I have some JSON, that when decoded, I print out the result. Before the JSON is decoded, I use stripslashes() to remove extra slashes. The JSON contains website links, such as https://www.w3schools.com/php/default.asp and descriptions like Hello World, I have u00249999999 dollars
When I print out the JSON, I would like it to print out
Hello World, I have $9999999 dollars
, but it prints out Hello World, I have u00249999999 dollars
.
I assume that the u0024
is not getting parsed because it has no backslash, though the thing is that the website links' forward slashes aren't removed through strip slashes, which is good - I think that the backslashes for the Unicode symbols are removed with stripslashes();
How do I get the PHP to automatically detect and parse the Unicode dollar sign? I would also like to apply this rule to every single Unicode symbol.
According to the PHP documentation on stripslashes ()
, it
un-quotes a quoted string.
Which means, that it basically removes all backslashes, which are used for escaping characters (or Unicode sequences). When removing those, you basically have no chance to be completely sure that any sequence as "u0024"
was meant to be a Unicode entity, your user could just have entered that.
Besides that, you will get some trouble when using stripslashes ()
on a JSON value that contains escaped quotes. Consider this example:
{
"key": "\"value\""
}
This will become invalid when using stripslashes ()
because it will then look like this:
{
"key": ""value""
}
Which is not parseable as it isn't a valid JSON object.
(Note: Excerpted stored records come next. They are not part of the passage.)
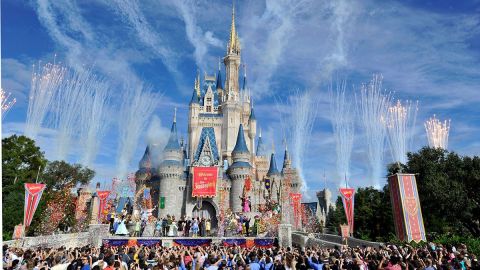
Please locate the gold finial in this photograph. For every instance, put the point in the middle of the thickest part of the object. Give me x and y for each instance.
(234, 44)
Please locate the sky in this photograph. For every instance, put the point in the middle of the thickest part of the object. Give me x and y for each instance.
(426, 50)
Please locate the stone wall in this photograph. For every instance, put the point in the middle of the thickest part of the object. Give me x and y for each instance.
(93, 237)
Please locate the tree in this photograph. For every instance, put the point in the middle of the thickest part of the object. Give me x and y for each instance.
(21, 161)
(373, 214)
(60, 174)
(60, 177)
(448, 188)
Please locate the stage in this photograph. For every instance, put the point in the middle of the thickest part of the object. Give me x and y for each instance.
(262, 242)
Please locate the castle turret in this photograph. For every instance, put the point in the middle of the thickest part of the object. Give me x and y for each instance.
(144, 168)
(232, 62)
(275, 179)
(171, 175)
(239, 170)
(232, 109)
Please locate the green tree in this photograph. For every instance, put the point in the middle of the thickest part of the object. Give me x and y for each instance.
(21, 161)
(59, 176)
(448, 186)
(373, 214)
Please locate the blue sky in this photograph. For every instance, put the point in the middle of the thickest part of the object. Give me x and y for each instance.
(428, 51)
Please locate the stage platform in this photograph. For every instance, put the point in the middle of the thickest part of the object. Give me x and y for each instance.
(263, 242)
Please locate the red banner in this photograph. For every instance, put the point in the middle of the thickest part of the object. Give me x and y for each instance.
(33, 193)
(18, 231)
(204, 182)
(296, 202)
(102, 196)
(406, 208)
(348, 198)
(345, 230)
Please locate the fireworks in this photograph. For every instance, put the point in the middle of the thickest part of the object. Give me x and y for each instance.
(300, 121)
(71, 97)
(7, 103)
(400, 123)
(45, 83)
(373, 106)
(437, 132)
(94, 118)
(137, 107)
(343, 129)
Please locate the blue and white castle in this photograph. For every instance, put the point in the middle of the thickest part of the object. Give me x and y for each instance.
(222, 132)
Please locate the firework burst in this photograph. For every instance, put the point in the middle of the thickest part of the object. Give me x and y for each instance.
(437, 132)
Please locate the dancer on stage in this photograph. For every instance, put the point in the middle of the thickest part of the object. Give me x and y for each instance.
(122, 228)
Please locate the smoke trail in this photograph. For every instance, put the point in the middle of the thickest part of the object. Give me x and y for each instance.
(373, 106)
(300, 120)
(343, 129)
(67, 107)
(400, 123)
(137, 106)
(44, 85)
(157, 138)
(437, 132)
(94, 118)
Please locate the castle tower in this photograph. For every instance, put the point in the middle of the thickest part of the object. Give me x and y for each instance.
(231, 106)
(239, 170)
(325, 200)
(232, 62)
(275, 179)
(171, 176)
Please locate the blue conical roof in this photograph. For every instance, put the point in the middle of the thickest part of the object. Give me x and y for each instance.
(241, 145)
(286, 159)
(219, 80)
(273, 166)
(252, 115)
(261, 149)
(145, 162)
(173, 140)
(194, 97)
(244, 83)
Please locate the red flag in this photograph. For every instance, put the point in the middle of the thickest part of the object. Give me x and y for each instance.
(348, 196)
(296, 200)
(33, 193)
(102, 195)
(248, 184)
(204, 181)
(406, 207)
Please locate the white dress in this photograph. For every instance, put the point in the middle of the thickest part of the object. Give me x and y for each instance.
(122, 229)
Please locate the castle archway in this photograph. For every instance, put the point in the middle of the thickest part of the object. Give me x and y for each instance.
(208, 211)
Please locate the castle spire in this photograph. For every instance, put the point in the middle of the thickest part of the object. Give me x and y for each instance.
(219, 76)
(172, 143)
(233, 43)
(241, 145)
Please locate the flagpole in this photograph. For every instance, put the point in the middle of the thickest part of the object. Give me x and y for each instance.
(38, 172)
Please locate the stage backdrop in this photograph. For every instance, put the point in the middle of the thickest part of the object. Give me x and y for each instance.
(348, 198)
(407, 213)
(204, 182)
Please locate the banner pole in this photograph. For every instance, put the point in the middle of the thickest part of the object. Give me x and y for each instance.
(38, 173)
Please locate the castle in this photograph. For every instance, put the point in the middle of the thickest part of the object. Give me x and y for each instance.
(222, 133)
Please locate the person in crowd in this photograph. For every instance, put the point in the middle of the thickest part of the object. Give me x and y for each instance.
(208, 227)
(121, 228)
(195, 227)
(234, 257)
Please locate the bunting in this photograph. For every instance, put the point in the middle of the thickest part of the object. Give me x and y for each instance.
(33, 193)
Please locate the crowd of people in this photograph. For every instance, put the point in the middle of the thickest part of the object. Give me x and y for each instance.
(146, 224)
(389, 257)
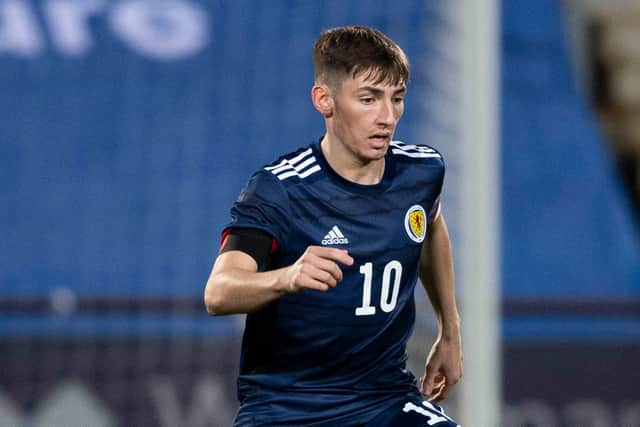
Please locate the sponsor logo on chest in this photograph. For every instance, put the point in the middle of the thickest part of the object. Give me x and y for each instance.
(334, 237)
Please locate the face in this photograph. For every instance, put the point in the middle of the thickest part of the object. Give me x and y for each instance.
(365, 116)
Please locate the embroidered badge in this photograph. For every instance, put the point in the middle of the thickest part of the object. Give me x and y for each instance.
(415, 222)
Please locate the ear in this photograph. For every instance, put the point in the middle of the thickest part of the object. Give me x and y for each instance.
(322, 99)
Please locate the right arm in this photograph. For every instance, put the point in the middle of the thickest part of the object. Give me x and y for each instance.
(236, 286)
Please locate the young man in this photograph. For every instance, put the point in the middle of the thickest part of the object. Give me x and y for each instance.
(323, 252)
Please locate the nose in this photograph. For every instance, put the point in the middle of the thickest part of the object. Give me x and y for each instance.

When you don't use stripslashes ()
, all escape sequences will be converted by the JSON parser and before outputting the (decoded) JSON object to the client, PHP will automatically decode (or "convert") the Unicode sequences your data may contain.
Conclusion: I'd suggest not to use stripslashes ()
when dealing with JSON entities as it may break things (as seen in the previous example, but also in your problem).